Bowery is “growing the purest produce imaginable by revolutionizing agriculture,” Ben continued. “By combining the benefits of the best local farms with advances made possible by technology, our indoor farms create the ideal conditions to grow post-organic produce, and good, fresh produce is the easiest way to effortlessly make food taste better.”
The Manhattan company is operating its first farm, and is building a second. “We grow everything hydroponically in a warehouse,” Ben explained. “All of the plants grow in little plugs made of a synthetic, dirt-like substance. The plugs sit in Styrofoam rafts that float on top of a large tray of water. We put nutrients into the water and grow the plants under LED lights.”
“Because we grow indoors in a controlled environment, we can vary the temperature, humidity, CO2, and other environmental variables to get perfect growing conditions for every crop. Because we are inside, we can also ensure that there are no bugs in the lettuce without using any pesticides.” He added, “That's particularly beneficial for us kosher keepers.” Bowery produce is available at some Whole Foods and Foragers stores in the Tri-State area.

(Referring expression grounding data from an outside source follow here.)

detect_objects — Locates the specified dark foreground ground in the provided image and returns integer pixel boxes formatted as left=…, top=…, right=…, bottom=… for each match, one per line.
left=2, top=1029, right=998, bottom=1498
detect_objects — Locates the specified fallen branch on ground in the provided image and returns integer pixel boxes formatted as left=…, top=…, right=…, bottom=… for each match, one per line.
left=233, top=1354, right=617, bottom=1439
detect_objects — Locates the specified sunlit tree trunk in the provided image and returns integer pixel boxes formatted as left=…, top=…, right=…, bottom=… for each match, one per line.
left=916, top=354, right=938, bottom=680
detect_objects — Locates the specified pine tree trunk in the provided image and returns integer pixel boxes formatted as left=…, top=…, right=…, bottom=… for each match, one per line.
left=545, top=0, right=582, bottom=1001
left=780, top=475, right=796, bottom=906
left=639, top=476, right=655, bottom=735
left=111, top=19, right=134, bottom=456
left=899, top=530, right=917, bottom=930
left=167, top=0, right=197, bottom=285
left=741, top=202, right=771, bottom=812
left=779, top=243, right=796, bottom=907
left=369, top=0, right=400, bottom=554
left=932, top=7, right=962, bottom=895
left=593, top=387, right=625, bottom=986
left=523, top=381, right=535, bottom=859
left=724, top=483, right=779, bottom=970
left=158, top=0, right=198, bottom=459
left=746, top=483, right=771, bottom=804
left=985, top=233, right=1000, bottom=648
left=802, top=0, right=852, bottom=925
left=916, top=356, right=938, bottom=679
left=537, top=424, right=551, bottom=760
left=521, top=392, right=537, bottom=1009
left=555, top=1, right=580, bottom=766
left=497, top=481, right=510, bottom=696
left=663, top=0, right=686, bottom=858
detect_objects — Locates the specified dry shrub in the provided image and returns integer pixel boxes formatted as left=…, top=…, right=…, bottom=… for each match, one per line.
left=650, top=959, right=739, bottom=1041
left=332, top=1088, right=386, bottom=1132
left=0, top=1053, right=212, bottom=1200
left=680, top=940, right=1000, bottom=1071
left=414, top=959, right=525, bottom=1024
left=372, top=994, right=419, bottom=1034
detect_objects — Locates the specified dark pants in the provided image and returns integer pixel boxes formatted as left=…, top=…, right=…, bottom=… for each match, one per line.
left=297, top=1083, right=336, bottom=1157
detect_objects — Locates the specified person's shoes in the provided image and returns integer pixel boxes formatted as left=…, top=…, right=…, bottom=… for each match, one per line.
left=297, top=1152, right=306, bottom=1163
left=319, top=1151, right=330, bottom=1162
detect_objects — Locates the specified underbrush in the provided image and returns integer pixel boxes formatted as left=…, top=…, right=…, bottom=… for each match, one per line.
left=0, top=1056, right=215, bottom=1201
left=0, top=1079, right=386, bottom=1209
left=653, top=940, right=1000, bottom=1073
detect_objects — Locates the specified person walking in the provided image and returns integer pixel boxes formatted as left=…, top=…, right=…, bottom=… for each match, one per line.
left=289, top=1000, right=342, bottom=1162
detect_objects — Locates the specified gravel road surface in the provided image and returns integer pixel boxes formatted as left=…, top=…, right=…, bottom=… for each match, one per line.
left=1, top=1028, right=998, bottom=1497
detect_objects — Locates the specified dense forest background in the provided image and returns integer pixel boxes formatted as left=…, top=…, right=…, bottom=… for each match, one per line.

The company uses a proprietary software system, vision systems, automation technology, and machine learning to monitor plants and all the variables that drive their growth, Ben said. “Because we control the entire process from seed to store, the Bowery farm uses 95 percent less water, and is exponentially more productive on the same footprint of land than traditional agriculture.”
Bowery has raised almost $28 million in venture capital and is backed by established leaders and innovators in the food industry.
“Bowery's mission isn't just to grow fresh produce,” Ben said. “Our long-term goal is to use our farms to help deal with the world's impending food crisis. The world's population is going to explode over the next 30-40 years. With more people moving to densely-populated urban areas, growing more produce close to cities is the only cost- and energy-effective way to feed everyone in the cities; traditional farming can’t do that.”
Ben learned for a year at Yeshivat Orayta before matriculating at Massachusetts Institute of Technology, receiving a bachelor’s degree in mechanical engineering in 2015. He was working as a product design engineer at Nest in San Francisco when he spotted the opportunity at Bowery on an MIT alumni jobs list.
He is one of two mechanical engineers, “working mostly on systems engineering. We design the systems -- lighting, irrigation, and HVAC -- that help the plants grow.” He not only runs experiments, takes measurements, and builds new prototype systems, but also helps harvest the day’s lettuce haul. “We're focused on building our next farm, which will be much larger. After that we'll look for new cities in the U.S. to build farms near, and we eventually want to have at least one Bowery farm next to every major city in the world.”
“In America, our food is consumed so far from its source that many people don't understand the connection between farming and food,” Ben observed. “For contrast, in many of the other countries Aliza and I have visited, especially in Asia, people buy far more produce from small markets whose farms are just outside the city they live in. And food is central to any culture; the best part of traveling, and the best way to experience any new culture, is to try the food.”